In [1]:
from IPython.display import Image

How do we find duplicates among multiple, giant datasets?

Implementing adaptive blocking for database deduplication, part 3

In part 1 of this post, I described the problem of database deduplication. We need to compare every record in the database to every other record, and for databases of substantial size, there are simply too many records to address directly. We use blocking techniques to reduce the number of pairs to consider, the candidate set of pairs. In part 2, I showed how to set up the data so that we can search for the optimum candidate set. In this part, I'll show how to do the search.

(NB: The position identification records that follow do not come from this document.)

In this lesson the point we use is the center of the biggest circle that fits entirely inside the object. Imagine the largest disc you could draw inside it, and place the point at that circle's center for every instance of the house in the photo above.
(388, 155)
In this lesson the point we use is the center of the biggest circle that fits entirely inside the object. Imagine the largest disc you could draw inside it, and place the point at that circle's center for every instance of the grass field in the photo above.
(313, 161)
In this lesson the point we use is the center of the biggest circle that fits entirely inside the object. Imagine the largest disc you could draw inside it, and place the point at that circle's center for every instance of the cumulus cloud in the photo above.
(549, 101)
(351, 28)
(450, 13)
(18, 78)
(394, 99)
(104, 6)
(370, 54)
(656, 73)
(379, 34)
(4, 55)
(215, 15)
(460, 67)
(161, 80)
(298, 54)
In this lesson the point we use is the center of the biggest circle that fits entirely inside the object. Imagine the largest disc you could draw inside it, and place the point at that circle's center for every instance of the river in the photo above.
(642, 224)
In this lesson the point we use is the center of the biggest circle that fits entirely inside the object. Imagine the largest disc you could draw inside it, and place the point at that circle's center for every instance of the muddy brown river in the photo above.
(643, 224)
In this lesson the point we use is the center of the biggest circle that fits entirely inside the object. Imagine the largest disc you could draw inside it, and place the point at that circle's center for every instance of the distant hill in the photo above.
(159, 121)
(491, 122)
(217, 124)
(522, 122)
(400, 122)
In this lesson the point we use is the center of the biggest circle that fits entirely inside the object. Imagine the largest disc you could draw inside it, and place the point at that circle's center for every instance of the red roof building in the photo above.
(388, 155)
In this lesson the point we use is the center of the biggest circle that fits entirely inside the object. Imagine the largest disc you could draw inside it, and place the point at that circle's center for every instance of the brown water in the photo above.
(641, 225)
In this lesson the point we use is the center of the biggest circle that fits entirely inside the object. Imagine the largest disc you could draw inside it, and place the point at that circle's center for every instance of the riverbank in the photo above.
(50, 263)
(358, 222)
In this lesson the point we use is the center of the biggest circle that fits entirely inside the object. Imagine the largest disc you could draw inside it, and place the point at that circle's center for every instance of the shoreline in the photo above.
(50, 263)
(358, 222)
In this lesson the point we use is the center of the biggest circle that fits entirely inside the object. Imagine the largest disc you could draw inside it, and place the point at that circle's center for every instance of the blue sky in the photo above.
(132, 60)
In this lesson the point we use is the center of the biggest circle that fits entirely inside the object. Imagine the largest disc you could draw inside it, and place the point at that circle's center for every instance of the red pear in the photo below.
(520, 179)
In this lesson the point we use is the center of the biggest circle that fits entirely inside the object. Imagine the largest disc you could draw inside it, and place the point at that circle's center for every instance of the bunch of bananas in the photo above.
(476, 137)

First let's define a helper function, then let's get the data we created in the previous step.

In [2]:
def human_format(num):
    ''' print big numbers in a readable way '''
    num = int(num)
    magnitude = 0
    while num >= 1000:
        magnitude += 1
        num /= 1000.0
    # add more suffixes if you need them
    return '%.2f%s' % (num, ['', 'K', 'M', 'G', 'T', 'P'][magnitude])
In [3]:
import pandas as pd
import pickle

record_pairs = pd.read_pickle("record_pairs.pkl")    # these are the pairs
rule_data = pickle.load(open("rule_data.pkl", 'rb')) # this maps the rule names to databases columns
cols2rule_id = pickle.load(open("c2ri.pkl", "rb" ))  # this maps the database columns to a rule name

# this is what the rules look like: a pair of database ids, 
# then there are a series of columns r1, r2, ..., r6578 that 
# tell us for each i, if rule_i covers this pair. 
record_pairs.ix[0:5, 0:5]
<class 'pandas.core.frame.DataFrame'>
Int64Index: 105248 entries, 0 to 105247
Columns: 7176 entries, hash1 to r7174
dtypes: bool(7174), object(2)
memory usage: 722.5+ MB
hash1 hash2 r1 r2 r3
0 026d2c7778d93df3f48fa45b1cacda444a70617c 04d1ae98b97df6f7caca7d215df7c4fb46df861d False False False
1 03eeb4f97354afec6d0b3ae24ec94127fadf3acf 076190a0722517a93ebe0c9d516b34b71f562053 True True True
2 004ed9c0ad4129fe5caee0bfd4919d6ea9aa4983 08a385a1a8908add2296c91856ffc98b732ea134 True True True
3 0451edf6591ceef32298efd90d1dee6b2355237c 08de574296490085aa4e1983762bc5a319c2ac85 True True True
4 057db6288401d07b1f8c7b837feb0d1bbf28427a 09544ca1257d99907c1dbd0aa07569b92c35aad2 True True True
5 02ee43b6933a9ce6c6f2a9ab723e2b138344997c 0a444a192323dc8183c8c32035b8933d9da5daaf True True False

We have 6578 possible blocking rules. At this point, we don't need to worry about what they mean. We just need to come up with a way to find the optimum disjunction of rules. Here's the algorithm we'll use, in pseudocode:

while we still have pairs
   with all the pairs we have, pick the 'best' rule
   add the best rule to a list of rules to use
   remove all the pairs covered by the best rule

The real challenge here is to define the best rule. This point determines the outcome of the optimization. How do we balance pairs completeness and the reduction rate? I explored a number of different approaches, and it's worth talking about them before diving in.

Defining the "best" rule

I define the best rule as the rule that maximizes the gain that this rule has relative to the current state of the rules. Gain means some measure of how well a rule covers all the positive-match training pairs while at the same time covering as few as possible total pairs or non-matching training pairs. There are several ways to define gain.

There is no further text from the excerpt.